Japan sought a way to thank the U.S. for its role in the negotiations.  Learning of America’s desire for cherry trees, in 1909 the mayor of Tokyo offered to send the trees as a symbol of friendship between the nations.  Some believe the gift also was made to help ease immigration tensions between the U.S. and Japan.  When the trees arrived late in 1910 and were infested with pests and disease, the President himself had to authorize their burning to avoid a diplomatic crisis.        

 

Two years later, the Tokyo mayor sent 3,020 more cherry trees that were successfully planted to replace the original gift.  The U.S. reciprocated in 1915, when Howard Taft sent 50 flowering dogwood trees to Japan.  The tree-giving tradition continues into the 21st century.  Each spring, Japanese cherry trees still bloom in the U.S., as do American dogwoods in Japan.  The trees remain living symbols of the enduring friendship between the two countries – their blossoms an inspiration for international peace throughout the world.

 

These stamps were part of a joint issue to commemorate the 100th anniversary of America’s gift of dogwood trees to the Japan in 1915. The sheet features four different stamp designs, two of which were designed by an American artist and two that were designed by a Japanese artist.  Paul Rogers designed the stamps picturing the Lincoln Memorial with cherry trees an the U.S. Capitol Building with pink dogwood trees.  Japanese artist Junko Kaifuchi designed the other two stamps picturing Tokyo’s National Diet Building with cherry blossoms and a clock tower with white dogwood flowers. 

 

Treaty of amity and commerce signed

 

 

 

 

 

 

 

 

 

On July 29, 1858, the US signed the Treaty of Amity and Commerce with Japan, opening trade between the two nations.

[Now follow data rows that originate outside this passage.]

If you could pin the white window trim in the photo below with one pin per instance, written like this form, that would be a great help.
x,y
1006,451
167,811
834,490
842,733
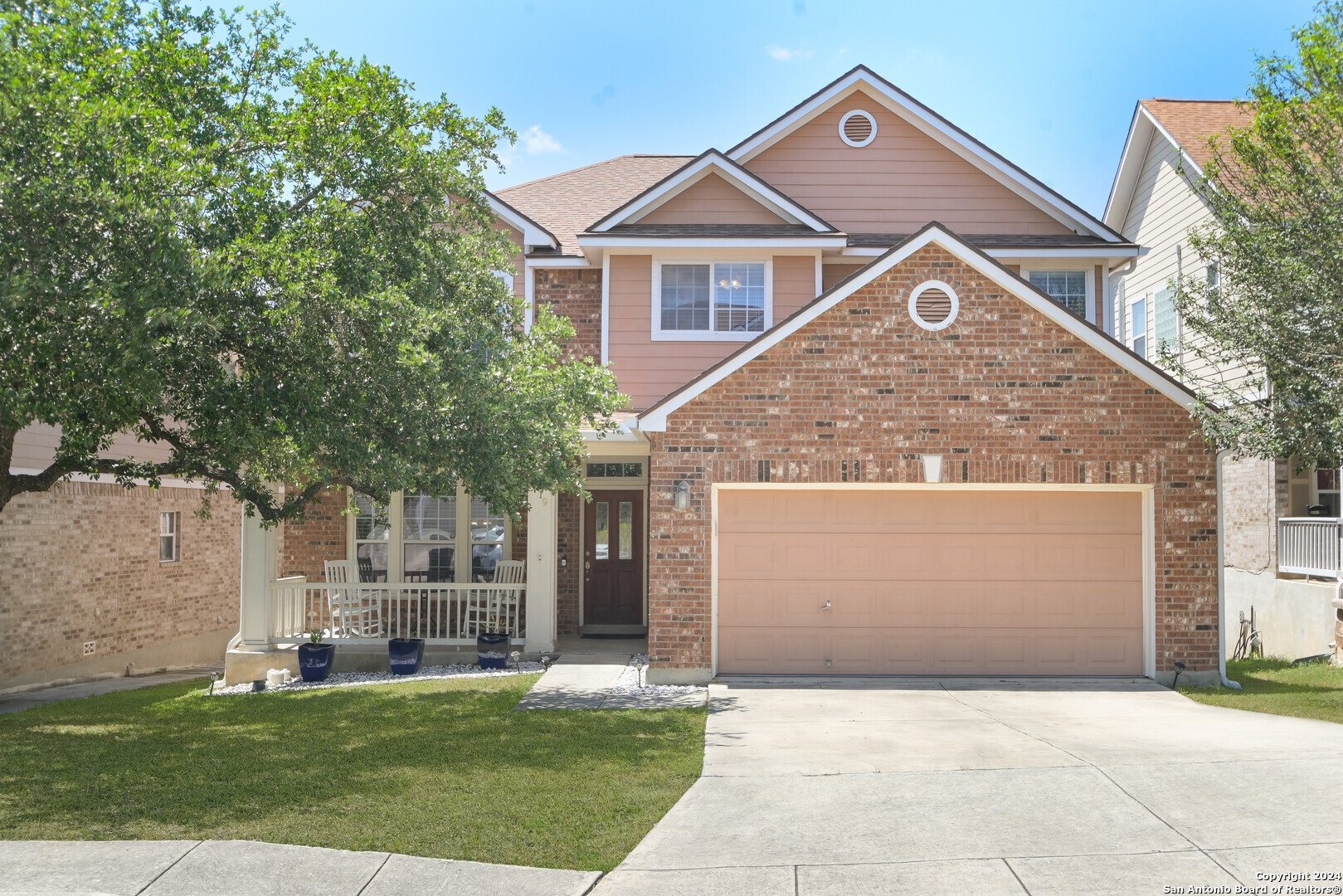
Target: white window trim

Following continuing attempts by Europeans to convert the Japanese to Catholicism, Japan cut off nearly all outside contact in 1639. For more than 200 years, Japan permitted trade only with Dutch and Chinese ships bearing special charters.

On July 8, 1853, under the direction of President Millard Fillmore, Commodore Matthew Perry led four steamships into Tokyo Bay to open relations between Japan and the United States. The Japanese were impressed by the giant steamships, which they had never seen before and described as “giant dragons puffing smoke.”

Perry carried with him a letter for the Emperor from President Fillmore, requesting that Americans stranded in Japan be returned home and expressing interest in opening trade between the two nations. He also presented the emperor with a variety of gifts, including a working steam locomotive model, a telegraph, a telescope, and several wines and liquors, all intended to show the Japanese the superiority of American culture and benefits of trade.

 

 

 

 

 

 

 

 

The following year, Perry returned on February 13 with 10 ships and 1,600 men. Though the Japanese resisted at first, they allowed him to land at Kanagawa (near present-day Yokohama). The two sides negotiated for several weeks before signing the Convention of Kanagawa on March 31, 1854.

 

 

 

 

 

 

 

 

The 12-article treaty established peace between the two nations, opened the Japanese ports of Shimoda and Hakodate, permitted assistance to shipwrecked American sailors (and stated they wouldn’t be imprisoned or mistreated), allowed for currency exchange, forbid America from using any other Japanese ports, and opened an American consulate in Shimoda. The governments of both nations ratified the treaty nearly a year later, on February 21, 1855. The treaty was significant in that it led to several similar agreements between Japan and other nations.

 

 

 

 

 

 

 

 

One thing that was missing from the Treaty of Kanagawa was trade.  Perry left that issue to US envoy Townsend Harris.  Harris spent two years convincing the Japanese to open trade with the US. When it became apparent that the British were planning to ask for the same privileges, the Japanese agreed to allow trade with the US.

 

 

 

 

 

The Treaty of Amity and Commerce was signed in Shimoda on July 29, 1858, opening the ports of Edo, Kobe, Nagasaki, Niigata, and Yokohama to American trade. The treaty also granted US citizens the right to live and trade in those ports. It was officially ratified during the visit of the first Japanese Embassy to the US on April 12, 1860.